DEAN TURNER, CHIEF EURO ZONE AND UK ECONOMIST AT UBS GLOBAL WEALTH MANAGEMENT, LONDON:
"The European Central Bank cut interest rates by 25 bps at today’s meeting, in line with both our and market expectations. In our view, a combination of fading medium-term inflation pressures and lacklustre growth points to the ECB continuing to cut rates at every meeting through to June, taking the deposit rate to 2%.
"As things stand, the risks are tilted towards the ECB having to do more, not less, to support the economy in 2025. However, this is more likely to result in further cuts later in 2025 rather than larger moves in the near term."
MARCHEL ALEXANDROVICH, ECONOMIST, SALTMARSH ECONOMICS, LONDON:
"Another 25 bps move from the ECB - its fourth rate cut in this easing cycle. The monetary policy statement repeats that the Governing Council is not pre-committing to a particular rate path."

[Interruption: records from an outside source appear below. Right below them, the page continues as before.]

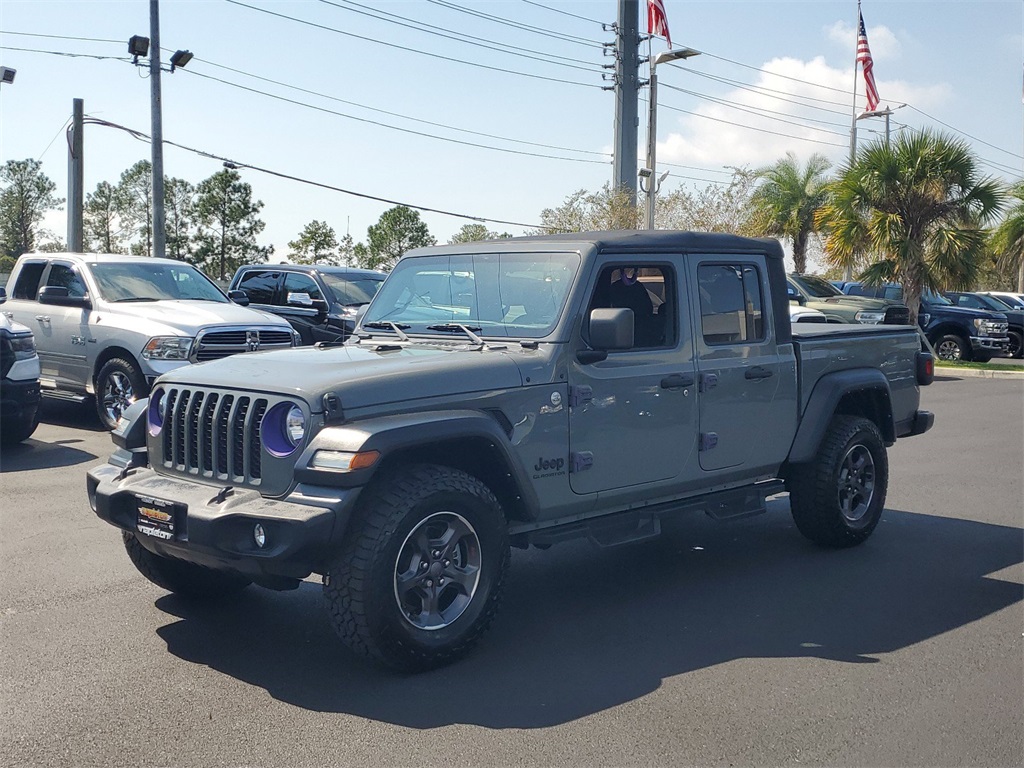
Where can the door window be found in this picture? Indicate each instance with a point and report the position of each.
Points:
(295, 283)
(731, 310)
(259, 285)
(28, 281)
(647, 290)
(62, 275)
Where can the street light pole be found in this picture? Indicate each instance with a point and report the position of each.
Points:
(159, 219)
(650, 172)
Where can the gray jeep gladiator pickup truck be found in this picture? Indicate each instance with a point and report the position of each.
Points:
(513, 392)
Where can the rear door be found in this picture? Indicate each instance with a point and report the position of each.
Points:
(747, 384)
(633, 416)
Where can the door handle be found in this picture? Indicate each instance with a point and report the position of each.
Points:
(677, 381)
(758, 373)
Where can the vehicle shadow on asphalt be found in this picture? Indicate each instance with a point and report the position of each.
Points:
(584, 629)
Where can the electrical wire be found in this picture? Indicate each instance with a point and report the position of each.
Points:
(386, 125)
(458, 36)
(412, 50)
(238, 164)
(517, 25)
(398, 115)
(563, 12)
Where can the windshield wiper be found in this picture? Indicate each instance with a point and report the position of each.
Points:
(468, 330)
(389, 326)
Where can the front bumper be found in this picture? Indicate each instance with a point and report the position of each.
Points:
(215, 528)
(990, 343)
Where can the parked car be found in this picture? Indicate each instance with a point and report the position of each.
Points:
(956, 333)
(817, 293)
(108, 325)
(18, 380)
(1014, 300)
(1015, 317)
(322, 302)
(513, 392)
(800, 313)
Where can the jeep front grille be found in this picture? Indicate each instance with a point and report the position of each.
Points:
(213, 435)
(214, 344)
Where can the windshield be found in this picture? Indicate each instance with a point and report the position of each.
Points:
(815, 287)
(499, 294)
(354, 290)
(140, 281)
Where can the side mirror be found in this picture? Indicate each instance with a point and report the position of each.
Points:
(59, 296)
(239, 297)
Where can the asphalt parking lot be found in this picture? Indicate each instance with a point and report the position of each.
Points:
(734, 643)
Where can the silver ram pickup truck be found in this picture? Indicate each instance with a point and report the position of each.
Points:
(510, 393)
(107, 326)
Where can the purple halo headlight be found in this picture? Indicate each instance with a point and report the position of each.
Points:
(157, 411)
(283, 428)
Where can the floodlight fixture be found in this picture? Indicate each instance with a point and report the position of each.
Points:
(180, 58)
(138, 46)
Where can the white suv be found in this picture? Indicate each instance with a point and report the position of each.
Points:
(109, 325)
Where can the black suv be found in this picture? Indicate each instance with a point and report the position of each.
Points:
(322, 302)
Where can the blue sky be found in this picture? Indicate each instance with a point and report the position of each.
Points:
(395, 102)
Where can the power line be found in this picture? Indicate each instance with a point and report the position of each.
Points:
(563, 12)
(386, 125)
(238, 164)
(517, 25)
(411, 50)
(458, 36)
(396, 114)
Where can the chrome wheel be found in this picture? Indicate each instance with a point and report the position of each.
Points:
(118, 394)
(856, 483)
(437, 570)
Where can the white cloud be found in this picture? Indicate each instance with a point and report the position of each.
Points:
(794, 105)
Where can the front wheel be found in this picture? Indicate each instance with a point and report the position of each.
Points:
(184, 579)
(419, 578)
(119, 384)
(837, 499)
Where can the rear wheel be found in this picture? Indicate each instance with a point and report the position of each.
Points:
(419, 578)
(952, 347)
(182, 578)
(119, 384)
(838, 498)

"However, the new forecasts show core inflation at 1.9% in 2026 and 2027, which suggests that interest rates can continue to be nudged down toward the lower end of the neutral range."
MICHAEL BROWN, SENIOR RESEARCH STRATEGIST, PEPPERSTONE, LONDON:
"Accompanying the rate cut was a policy statement that featured a 'cut and paste' of the policy guidance issued after the October meeting."
"Hence, policymakers again committed to following a data-dependent and meeting-by-meeting approach to upcoming decisions, while also stressing that no pre-commitment is being made to a particular rate path."
"These projections ... though, will likely have an incredibly short shelf-life, given that they take no account of recent political tumult in France and Germany, nor do they account for the potential impacts of any trade tariffs imposed by the incoming Trump Administration early in the new year."